Sur ordre supérieur, il commence à répéter Hamlet. Ils nationalisent Shakespeare. Le personnage danois, symbole de l'indécision, devient, dans le montage d'Hendrik, un prototype de héros allemand. De plus en plus dominé, Hendrik se demande ce qu'on veut de lui, justement parce qu'il ne se considère qu'un acteur, dont on ne peut tenir des responsabilités politiques. D'un acteur, croyait-il, on ne pouvait qu'exiger un engagement envers l'art.
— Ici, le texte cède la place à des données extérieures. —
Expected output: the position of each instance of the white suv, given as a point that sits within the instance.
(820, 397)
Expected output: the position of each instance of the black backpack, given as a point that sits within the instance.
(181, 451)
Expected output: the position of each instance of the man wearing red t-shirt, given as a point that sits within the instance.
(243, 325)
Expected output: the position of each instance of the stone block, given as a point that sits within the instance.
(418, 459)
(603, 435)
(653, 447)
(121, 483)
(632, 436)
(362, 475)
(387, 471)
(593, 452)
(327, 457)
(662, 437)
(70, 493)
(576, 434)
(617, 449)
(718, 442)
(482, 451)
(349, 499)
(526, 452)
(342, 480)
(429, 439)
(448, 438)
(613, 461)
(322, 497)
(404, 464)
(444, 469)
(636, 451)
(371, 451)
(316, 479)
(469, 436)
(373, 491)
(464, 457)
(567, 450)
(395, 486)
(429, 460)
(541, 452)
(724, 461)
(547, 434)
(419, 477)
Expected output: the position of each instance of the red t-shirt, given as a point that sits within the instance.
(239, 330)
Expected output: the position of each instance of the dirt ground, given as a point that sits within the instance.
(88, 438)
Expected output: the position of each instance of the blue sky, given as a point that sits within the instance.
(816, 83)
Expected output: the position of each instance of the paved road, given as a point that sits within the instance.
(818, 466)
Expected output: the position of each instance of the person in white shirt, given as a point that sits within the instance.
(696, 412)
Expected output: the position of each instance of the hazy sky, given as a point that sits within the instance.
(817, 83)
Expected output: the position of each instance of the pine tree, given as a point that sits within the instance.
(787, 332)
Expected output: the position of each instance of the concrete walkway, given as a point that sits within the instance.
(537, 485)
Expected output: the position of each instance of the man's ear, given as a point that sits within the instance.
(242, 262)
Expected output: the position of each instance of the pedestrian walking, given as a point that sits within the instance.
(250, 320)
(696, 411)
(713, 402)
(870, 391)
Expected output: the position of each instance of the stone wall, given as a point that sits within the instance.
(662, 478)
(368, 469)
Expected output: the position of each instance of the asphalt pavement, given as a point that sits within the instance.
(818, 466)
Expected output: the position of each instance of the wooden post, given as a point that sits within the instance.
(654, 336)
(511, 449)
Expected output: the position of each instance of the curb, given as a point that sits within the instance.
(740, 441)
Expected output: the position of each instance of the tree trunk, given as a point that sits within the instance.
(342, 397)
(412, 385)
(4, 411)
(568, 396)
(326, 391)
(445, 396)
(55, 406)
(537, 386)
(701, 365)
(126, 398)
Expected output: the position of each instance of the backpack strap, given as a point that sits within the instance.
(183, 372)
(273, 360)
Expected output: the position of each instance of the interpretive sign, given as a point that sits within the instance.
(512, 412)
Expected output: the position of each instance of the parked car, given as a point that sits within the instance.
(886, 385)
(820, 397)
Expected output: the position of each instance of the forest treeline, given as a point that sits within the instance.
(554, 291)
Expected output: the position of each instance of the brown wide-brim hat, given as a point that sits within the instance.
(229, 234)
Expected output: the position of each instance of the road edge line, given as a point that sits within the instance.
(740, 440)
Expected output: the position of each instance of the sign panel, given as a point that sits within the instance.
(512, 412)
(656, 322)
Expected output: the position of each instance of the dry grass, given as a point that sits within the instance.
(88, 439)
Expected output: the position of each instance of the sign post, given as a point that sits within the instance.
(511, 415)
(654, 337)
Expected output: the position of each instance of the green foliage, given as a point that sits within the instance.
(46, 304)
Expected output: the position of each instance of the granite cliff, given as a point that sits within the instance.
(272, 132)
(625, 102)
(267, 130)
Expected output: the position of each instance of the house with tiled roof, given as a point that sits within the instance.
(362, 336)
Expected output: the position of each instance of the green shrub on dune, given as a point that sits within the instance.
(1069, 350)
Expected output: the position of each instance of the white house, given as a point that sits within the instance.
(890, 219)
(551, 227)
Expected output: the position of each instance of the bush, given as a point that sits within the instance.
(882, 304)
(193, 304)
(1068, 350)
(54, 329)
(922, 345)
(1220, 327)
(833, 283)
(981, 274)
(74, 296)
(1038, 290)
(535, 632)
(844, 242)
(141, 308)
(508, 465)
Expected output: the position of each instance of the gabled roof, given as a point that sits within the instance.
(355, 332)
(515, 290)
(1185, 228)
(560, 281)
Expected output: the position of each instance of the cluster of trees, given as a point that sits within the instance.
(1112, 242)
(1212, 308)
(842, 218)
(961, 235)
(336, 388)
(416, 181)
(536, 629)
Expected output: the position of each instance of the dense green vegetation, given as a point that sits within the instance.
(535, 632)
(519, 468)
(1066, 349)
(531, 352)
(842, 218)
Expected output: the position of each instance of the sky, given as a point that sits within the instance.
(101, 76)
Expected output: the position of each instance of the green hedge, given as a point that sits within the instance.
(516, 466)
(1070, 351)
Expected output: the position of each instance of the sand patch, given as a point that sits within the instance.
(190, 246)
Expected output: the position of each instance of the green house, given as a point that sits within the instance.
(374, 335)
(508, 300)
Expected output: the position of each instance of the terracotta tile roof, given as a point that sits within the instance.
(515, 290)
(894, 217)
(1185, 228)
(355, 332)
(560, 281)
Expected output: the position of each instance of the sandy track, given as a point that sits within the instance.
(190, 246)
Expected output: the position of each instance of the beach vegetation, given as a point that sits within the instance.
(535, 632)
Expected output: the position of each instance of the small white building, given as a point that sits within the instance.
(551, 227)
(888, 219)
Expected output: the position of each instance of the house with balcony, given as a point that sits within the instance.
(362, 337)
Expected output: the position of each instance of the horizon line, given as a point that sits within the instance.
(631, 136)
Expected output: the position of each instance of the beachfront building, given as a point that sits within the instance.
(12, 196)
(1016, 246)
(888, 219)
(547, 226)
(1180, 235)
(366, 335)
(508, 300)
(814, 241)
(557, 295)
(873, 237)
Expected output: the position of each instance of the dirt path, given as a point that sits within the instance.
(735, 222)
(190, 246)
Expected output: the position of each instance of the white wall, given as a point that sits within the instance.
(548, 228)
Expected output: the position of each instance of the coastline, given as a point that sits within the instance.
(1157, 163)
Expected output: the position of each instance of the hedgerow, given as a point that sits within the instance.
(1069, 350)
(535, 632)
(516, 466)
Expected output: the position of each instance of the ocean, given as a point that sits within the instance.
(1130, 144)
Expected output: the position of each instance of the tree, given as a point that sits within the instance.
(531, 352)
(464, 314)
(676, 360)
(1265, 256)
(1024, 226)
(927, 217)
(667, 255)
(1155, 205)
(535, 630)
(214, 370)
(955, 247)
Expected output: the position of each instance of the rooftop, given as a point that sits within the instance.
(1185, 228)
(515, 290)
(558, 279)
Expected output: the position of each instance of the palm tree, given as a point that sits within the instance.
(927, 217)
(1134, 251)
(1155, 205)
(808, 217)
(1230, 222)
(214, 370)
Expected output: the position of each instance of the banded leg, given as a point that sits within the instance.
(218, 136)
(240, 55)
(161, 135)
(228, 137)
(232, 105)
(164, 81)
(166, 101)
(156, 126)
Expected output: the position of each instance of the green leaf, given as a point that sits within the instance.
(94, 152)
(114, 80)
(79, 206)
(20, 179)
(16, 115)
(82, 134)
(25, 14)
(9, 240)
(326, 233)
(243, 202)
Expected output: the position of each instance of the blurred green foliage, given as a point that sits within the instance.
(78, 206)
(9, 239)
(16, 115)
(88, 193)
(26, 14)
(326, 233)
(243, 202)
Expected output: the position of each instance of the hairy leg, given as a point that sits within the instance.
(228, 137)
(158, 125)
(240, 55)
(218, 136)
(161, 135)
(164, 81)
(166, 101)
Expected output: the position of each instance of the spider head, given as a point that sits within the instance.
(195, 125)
Dans le film d'István Szabó, le pacte faustien qui tourmente tant les artistes et les intellectuels est revisité. L'option de l'art pour l'art justifierait la séduction du pouvoir, l'échange de faveurs, la méfiance mutuelle et le détachement total des références éthiques et de tout rapport aux valeurs humaines. Ce pacte de corbeaux se déroule comme un drame lorsque le diable (que ce soit Méphisto, le nazisme ou toute entité substantiellement mauvaise) exige sa part du contrat. À ce moment-là, il n'y a plus de place pour le regret. L'autre entrepreneur (que ce soit Faust, ou Mephisto, ou toute entité substantiellement ambitieuse) trouve que le succès construit sur ces fondations est la mesure de sa propre tragédie. Mais il n'y a pas de retour en arrière.

* Arnaldo Sampaio de Moraes Godoy est professeur à la Faculté de droit de l'Université de São Paulo (USP).

Référence

Mephisto
Hongrie, 1981, 144 minutes
Réalisé par : István Szabó.
Scénario : Péter Dobau et István Szabó.
Distribution : Klaus Maria Brandauer, Krystina Janda et Ildikó Bánsági.